- Born: 11 May 1920 Coventry, West Midlands, England
- Died: 23 August 2017 (aged 97)
- Allegiance: United Kingdom
- Branch: British Army
- Service years: 1941–1985
- Rank: Brigadier
- Service number: 184738
- Unit: Cheshire Regiment Glider Pilot Regiment
- Commands: 126th Infantry Brigade 1st Battalion, Cheshire Regiment
- Conflicts: World War II
- Awards: Distinguished Service Order

= Michael Dauncey =

British Army officer

Brigadier Michael Donald Keen Dauncey, DSO, DL (9 May 1920 – 23 August 2017) was a British Army officer who participated in Operation Market Garden during the Second World War.

==Military career==
Michael Donald Keen Dauncy was born in Coventry in the West Midlands on 11 May 1920, the only son of Thomas Gough Dauncey and his wife, Alice Keen.
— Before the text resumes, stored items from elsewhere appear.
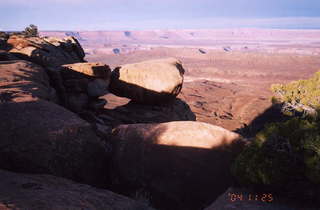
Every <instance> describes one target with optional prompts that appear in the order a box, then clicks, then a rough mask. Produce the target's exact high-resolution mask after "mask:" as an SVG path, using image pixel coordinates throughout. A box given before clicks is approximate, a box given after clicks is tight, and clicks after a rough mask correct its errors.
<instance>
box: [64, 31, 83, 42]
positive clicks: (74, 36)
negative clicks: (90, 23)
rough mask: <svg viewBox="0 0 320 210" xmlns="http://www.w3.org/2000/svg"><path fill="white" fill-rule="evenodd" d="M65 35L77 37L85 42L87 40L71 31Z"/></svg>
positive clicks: (80, 35) (81, 40) (78, 34)
mask: <svg viewBox="0 0 320 210" xmlns="http://www.w3.org/2000/svg"><path fill="white" fill-rule="evenodd" d="M65 35H66V36H73V37H76V38H77V39H78V40H79V41H85V39H83V38H82V37H81V35H80V33H79V32H74V31H69V32H66V33H65Z"/></svg>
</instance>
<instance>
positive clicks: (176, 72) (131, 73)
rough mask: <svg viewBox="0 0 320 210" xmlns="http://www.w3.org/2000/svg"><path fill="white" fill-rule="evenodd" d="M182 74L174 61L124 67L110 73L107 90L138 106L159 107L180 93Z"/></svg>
mask: <svg viewBox="0 0 320 210" xmlns="http://www.w3.org/2000/svg"><path fill="white" fill-rule="evenodd" d="M183 74H184V69H183V67H182V65H181V62H180V61H178V60H176V59H174V58H168V59H159V60H150V61H145V62H141V63H134V64H127V65H123V66H121V67H118V68H116V69H115V70H114V71H113V72H112V77H111V84H110V91H111V92H112V93H114V94H115V95H117V96H121V97H127V98H130V99H132V100H134V101H136V102H139V103H142V104H163V103H166V102H167V101H169V100H172V99H174V98H175V97H176V96H177V95H178V94H179V93H180V91H181V89H182V84H183Z"/></svg>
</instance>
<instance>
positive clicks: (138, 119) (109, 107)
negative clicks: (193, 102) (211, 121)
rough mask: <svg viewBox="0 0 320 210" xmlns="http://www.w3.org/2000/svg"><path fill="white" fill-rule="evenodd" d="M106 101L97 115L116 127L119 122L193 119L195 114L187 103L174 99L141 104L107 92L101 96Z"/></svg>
mask: <svg viewBox="0 0 320 210" xmlns="http://www.w3.org/2000/svg"><path fill="white" fill-rule="evenodd" d="M102 99H105V100H106V101H108V103H107V104H106V105H105V106H104V109H103V110H101V111H100V112H99V113H98V115H97V117H98V118H99V119H101V120H103V124H105V125H108V126H110V127H116V126H118V125H120V124H135V123H163V122H169V121H189V120H190V121H195V120H196V117H195V114H194V113H193V112H192V111H191V110H190V107H189V105H188V104H187V103H186V102H184V101H182V100H180V99H174V100H173V101H170V102H168V103H167V104H165V105H161V106H156V105H142V104H137V103H135V102H133V101H130V100H129V99H127V98H121V97H117V96H115V95H113V94H107V95H104V96H103V97H102Z"/></svg>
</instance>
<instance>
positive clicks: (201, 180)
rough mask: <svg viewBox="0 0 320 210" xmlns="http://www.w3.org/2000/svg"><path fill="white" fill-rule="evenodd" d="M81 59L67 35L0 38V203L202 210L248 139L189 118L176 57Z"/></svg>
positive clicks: (2, 206) (63, 205) (207, 202)
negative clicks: (134, 62) (144, 59)
mask: <svg viewBox="0 0 320 210" xmlns="http://www.w3.org/2000/svg"><path fill="white" fill-rule="evenodd" d="M84 56H85V54H84V51H83V49H82V47H81V46H80V44H79V43H78V41H77V40H76V39H75V38H74V37H69V38H64V39H58V38H52V37H43V38H39V37H25V36H22V35H11V36H4V37H2V38H1V42H0V116H1V119H2V120H1V121H0V133H1V138H0V157H1V158H0V168H1V170H0V177H1V180H2V182H1V183H0V209H152V208H153V207H154V208H156V209H184V210H185V209H186V210H188V209H203V208H205V207H207V206H209V205H210V204H211V203H212V202H213V201H214V200H215V199H216V198H217V197H218V196H219V195H221V194H223V193H224V192H225V191H226V190H227V189H228V188H229V187H230V185H231V184H232V182H233V177H232V176H231V174H230V170H229V169H230V164H231V162H232V161H233V160H234V158H235V157H236V156H237V154H239V153H240V152H241V151H242V149H243V148H244V147H245V145H246V144H247V143H248V140H246V139H245V138H243V137H241V136H240V135H239V134H236V133H234V132H232V131H229V130H226V129H224V128H222V127H219V126H214V125H210V124H207V123H204V122H197V121H196V116H195V114H194V113H193V112H192V111H191V109H190V107H189V105H188V104H187V103H186V102H185V101H183V97H180V98H177V96H178V95H179V93H180V92H181V90H182V86H183V80H184V69H183V66H182V63H181V62H180V61H178V60H176V59H174V58H170V59H160V60H151V61H146V62H141V63H134V64H129V65H124V66H120V67H117V68H116V69H114V70H113V71H111V69H110V67H109V66H108V65H106V64H103V63H88V62H86V61H85V60H84ZM205 91H209V90H205ZM198 94H201V93H198ZM204 94H205V93H204ZM119 96H120V97H125V98H119ZM186 97H190V96H186ZM107 100H108V101H107ZM119 101H120V102H121V103H122V104H123V105H121V106H119ZM203 106H204V105H203V104H199V107H200V109H203ZM224 114H225V116H226V118H228V116H229V117H230V114H228V113H224ZM9 171H10V172H9ZM27 174H28V175H27ZM89 185H91V186H89ZM109 190H110V191H114V192H116V193H121V194H124V195H126V196H128V197H131V199H130V198H127V197H124V196H121V195H117V194H115V193H112V192H110V191H109ZM133 199H134V200H136V201H134V200H133ZM268 207H269V206H268ZM209 209H216V208H209ZM221 209H222V208H221Z"/></svg>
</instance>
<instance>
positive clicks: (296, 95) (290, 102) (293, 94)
mask: <svg viewBox="0 0 320 210" xmlns="http://www.w3.org/2000/svg"><path fill="white" fill-rule="evenodd" d="M271 90H272V91H273V92H274V93H275V94H276V96H275V97H273V99H272V102H273V103H278V102H280V103H283V104H284V107H283V111H284V112H285V113H287V114H289V115H290V114H291V115H294V114H295V113H303V114H304V115H317V114H319V113H317V110H320V72H317V73H316V74H315V75H314V76H313V77H312V78H310V79H307V80H298V81H294V82H291V83H289V84H285V85H282V84H276V85H272V87H271Z"/></svg>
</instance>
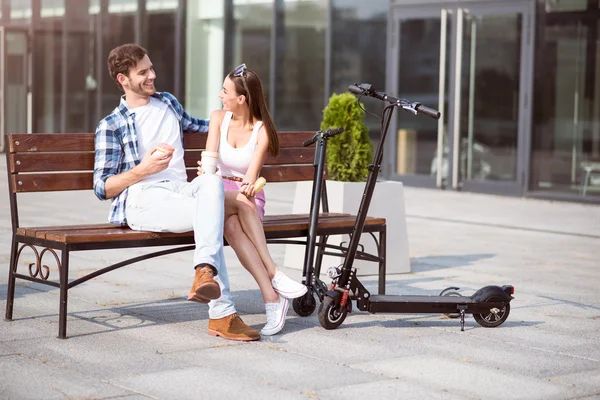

He was educated at King Edward's School, Birmingham.

===Market Garden===
On the first day of the operation, 17 September 1944, Dauncey flew a Horsa glider into Arnhem. Several days of fighting ensued, during which he sustained eye injuries. Despite being blinded in one eye, he fought on, but was taken prisoner. With another officer he escaped from a Dutch hospital on a rope of knotted sheets and hid in the Utrecht English Parsonage for four months. He was later awarded the Distinguished Service Order for bravery shown during this battle.

==Later life==
After a number of appointments he was made Colonel of the Cheshire Regiment in 1978.

In retirement he lived in Uley, Gloucestershire, with his wife Marjorie (née Neep). He died on 23 August 2017 aged 97.